The Power Feature: Filtering to Decide What to Study Next
If spreadsheets have one superpower, it is filtering.
In MCAT Master Map, filtering helps you narrow your attention to exactly what matters.
For example, you can filter by:
- Yield (such as 4 to 5 stars, or only 5 stars)
- Your understanding (like high yield topics where your comfort is weak)
- Concept buckets (such as “foundational” topics)
- Progress status (even topics with 0 percent progress)
That means you can quickly build a focused study list, then tick items off as you improve.

And you are not limited to just content filtering.
Filtering appears across multiple trackers in the system, so once you learn the pattern here, it carries over everywhere.
Full-Length Tracking: Capture Scores, Confidence, Trends
Next up is the overall full-length tracker. This section is fairly self-explanatory, but it is incredibly valuable for spotting patterns over time.
For each full-length, you can track:
- Date taken
- Overall score and section scores
- Confidence level
- Difficulty level
- Your notes
As you fill in entries, you will see them appear in a full-length visualizer below, showing trends by full-length and sections.


Full-Length Error Tracker: Analyze by Question and Outcome
Where the tool really starts to feel like a coach is the full-length error tracker.
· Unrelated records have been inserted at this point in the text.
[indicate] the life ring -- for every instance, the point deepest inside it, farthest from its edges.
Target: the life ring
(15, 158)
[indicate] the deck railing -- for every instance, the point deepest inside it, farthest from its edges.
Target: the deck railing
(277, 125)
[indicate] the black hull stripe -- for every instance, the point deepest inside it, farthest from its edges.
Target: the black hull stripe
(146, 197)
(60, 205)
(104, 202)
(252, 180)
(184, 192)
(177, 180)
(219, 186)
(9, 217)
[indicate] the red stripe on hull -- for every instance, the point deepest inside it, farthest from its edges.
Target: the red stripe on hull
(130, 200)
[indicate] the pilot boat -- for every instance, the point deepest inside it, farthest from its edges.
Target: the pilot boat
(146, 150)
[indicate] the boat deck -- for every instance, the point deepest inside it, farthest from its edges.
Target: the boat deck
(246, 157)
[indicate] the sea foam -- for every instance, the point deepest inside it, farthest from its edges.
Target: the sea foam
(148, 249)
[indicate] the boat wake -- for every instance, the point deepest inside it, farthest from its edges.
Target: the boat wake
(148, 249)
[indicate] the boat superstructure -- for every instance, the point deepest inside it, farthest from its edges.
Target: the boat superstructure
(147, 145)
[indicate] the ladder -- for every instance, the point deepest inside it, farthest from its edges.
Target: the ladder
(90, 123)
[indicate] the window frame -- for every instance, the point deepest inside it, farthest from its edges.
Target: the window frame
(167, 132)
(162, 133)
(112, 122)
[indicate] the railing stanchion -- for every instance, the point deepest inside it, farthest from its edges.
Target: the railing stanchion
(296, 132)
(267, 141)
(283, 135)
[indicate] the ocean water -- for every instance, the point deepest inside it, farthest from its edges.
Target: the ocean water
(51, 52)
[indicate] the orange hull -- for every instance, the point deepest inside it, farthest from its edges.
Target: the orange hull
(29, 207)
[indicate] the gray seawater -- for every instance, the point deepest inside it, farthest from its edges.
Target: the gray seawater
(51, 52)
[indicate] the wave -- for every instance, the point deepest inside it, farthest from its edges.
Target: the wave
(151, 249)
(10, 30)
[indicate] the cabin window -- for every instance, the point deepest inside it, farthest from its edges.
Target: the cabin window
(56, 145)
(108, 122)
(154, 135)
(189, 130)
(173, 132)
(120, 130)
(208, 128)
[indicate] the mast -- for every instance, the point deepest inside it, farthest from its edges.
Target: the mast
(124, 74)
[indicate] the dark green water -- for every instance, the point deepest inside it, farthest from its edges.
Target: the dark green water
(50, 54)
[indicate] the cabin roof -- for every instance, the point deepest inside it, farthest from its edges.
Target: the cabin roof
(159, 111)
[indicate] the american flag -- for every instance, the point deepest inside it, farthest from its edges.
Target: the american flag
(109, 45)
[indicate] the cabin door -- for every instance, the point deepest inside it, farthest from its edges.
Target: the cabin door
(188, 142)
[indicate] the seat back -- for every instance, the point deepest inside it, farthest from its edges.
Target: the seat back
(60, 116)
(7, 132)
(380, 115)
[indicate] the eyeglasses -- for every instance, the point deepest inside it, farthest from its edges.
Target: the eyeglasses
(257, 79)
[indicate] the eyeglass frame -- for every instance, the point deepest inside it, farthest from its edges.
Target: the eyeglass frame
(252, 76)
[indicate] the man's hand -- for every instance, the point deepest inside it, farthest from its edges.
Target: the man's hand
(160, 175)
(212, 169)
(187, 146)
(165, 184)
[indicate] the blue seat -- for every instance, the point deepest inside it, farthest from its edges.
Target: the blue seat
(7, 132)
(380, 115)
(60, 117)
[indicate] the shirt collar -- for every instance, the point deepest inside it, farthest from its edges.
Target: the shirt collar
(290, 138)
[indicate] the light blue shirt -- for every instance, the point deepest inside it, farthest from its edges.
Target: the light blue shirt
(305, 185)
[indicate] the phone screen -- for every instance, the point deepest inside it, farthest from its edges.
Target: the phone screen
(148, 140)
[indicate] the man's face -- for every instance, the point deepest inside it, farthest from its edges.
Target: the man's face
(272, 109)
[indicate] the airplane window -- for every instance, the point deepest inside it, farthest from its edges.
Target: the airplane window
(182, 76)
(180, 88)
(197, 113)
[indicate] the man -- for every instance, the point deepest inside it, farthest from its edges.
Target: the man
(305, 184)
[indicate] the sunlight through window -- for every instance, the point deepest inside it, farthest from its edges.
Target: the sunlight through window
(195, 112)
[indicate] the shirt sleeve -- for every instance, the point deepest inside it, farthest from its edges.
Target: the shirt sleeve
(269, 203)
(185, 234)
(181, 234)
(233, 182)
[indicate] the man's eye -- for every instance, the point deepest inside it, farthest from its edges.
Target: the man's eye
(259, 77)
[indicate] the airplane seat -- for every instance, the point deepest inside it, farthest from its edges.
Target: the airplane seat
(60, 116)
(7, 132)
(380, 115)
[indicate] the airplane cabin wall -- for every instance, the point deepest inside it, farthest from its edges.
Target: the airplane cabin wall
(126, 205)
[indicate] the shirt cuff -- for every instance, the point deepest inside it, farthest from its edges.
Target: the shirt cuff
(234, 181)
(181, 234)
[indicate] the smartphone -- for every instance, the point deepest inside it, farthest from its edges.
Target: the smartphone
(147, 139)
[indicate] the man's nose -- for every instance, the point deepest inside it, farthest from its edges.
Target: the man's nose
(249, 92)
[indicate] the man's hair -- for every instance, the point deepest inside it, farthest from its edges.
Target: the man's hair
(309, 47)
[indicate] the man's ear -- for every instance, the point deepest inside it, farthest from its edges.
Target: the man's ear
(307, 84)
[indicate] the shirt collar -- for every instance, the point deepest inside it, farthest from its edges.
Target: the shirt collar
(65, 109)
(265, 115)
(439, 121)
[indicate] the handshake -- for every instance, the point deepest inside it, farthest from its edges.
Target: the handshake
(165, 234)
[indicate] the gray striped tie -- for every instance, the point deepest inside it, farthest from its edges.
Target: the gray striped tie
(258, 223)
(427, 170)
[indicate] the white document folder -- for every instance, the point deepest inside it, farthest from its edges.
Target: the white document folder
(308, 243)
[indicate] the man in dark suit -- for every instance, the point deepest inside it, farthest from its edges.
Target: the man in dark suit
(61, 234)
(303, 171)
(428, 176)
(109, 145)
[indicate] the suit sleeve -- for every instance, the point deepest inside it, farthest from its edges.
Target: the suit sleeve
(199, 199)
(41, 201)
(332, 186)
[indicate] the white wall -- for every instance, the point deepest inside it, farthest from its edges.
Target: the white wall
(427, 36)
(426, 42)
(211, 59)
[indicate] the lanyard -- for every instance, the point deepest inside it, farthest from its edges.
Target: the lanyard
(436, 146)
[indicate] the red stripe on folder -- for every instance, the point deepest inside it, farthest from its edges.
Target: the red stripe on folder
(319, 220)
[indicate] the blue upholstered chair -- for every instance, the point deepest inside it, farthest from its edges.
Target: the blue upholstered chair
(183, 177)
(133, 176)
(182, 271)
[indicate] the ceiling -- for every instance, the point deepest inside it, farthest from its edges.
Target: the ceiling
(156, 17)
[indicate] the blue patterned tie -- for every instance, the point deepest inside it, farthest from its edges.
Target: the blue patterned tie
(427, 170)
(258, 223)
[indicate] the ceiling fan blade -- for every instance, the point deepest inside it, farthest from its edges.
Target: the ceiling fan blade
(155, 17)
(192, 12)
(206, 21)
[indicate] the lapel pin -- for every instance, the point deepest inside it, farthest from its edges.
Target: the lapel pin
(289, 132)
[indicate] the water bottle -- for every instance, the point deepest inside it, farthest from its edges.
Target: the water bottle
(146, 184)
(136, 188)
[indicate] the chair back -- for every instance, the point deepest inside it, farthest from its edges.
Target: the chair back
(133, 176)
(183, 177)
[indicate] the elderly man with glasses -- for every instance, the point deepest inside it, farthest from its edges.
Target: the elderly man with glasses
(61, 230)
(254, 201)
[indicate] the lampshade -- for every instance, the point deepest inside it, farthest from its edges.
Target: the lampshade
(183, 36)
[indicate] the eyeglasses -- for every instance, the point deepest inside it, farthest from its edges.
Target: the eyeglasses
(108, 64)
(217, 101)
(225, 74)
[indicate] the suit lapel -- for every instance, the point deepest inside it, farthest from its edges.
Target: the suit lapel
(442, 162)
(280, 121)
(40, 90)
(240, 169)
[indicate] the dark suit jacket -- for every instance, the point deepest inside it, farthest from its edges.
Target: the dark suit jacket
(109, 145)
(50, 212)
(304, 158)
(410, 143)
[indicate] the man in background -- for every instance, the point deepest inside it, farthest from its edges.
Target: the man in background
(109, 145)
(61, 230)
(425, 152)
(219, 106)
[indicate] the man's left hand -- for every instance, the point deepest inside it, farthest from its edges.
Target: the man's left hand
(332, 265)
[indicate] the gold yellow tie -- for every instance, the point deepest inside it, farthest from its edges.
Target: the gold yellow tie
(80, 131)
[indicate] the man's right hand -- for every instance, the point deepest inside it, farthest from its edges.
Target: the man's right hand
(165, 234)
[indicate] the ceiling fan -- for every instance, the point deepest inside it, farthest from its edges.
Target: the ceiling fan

Here, you track each full-length by question and record what went right and what went wrong.
This becomes an analysis dashboard that you can use alone or review with your tutor.

Duplicate tabs for each full-length (and link them back)
For every new full-length you take, you can duplicate the tab and create a new page for that test. If you do duplicate tabs, you will want to link the new tab in the dashboard so it displays correctly.
After duplicating, you simply come back and click the dashboard area tied to the tab you created.
Keep it organized: filter and group instead of duplicating endlessly
You can also use grouping/collapsing to reduce tabs. That will keep the sheet long but manageable by collapsing full-length sections, and duplicating rows in a structured way as you go. Use whatever way you prefer.
No matter how you organize it, do not forget to leverage filtering mechanisms. Filtering is what lets you focus on the questions you flagged as priorities.

Question Trackers: Repeat the Same System Across Sections
The spreadsheet includes the same setup for question tracking across sections.
The idea is consistent: track and analyze questions so you can turn practice into targeted improvement.
- Chem/Phys question tracker
- CARS question tracker
- Bio/BioChem question tracker
- Psych/Soc question tracker
To use these most effectively, we recommend watching the "How To Track MCAT Mistakes" videos linked in the dashboard.
Don’t Skip the Extras: PDFs, Checklists, Chrome Extension, and Daily Focus
The final part of the system is the Extras section.
It is tempting to rush past it, but this is where we support the routine.
The Extras include:
- Downloadable PDFs
- Checklists
- The MCAT Buddy Chrome extension to support daily momentum and reduce distraction
- Additional packages and tools designed for consistent practice
Consistency matters. A system that helps you do a question every day is not a minor feature, it is a big one.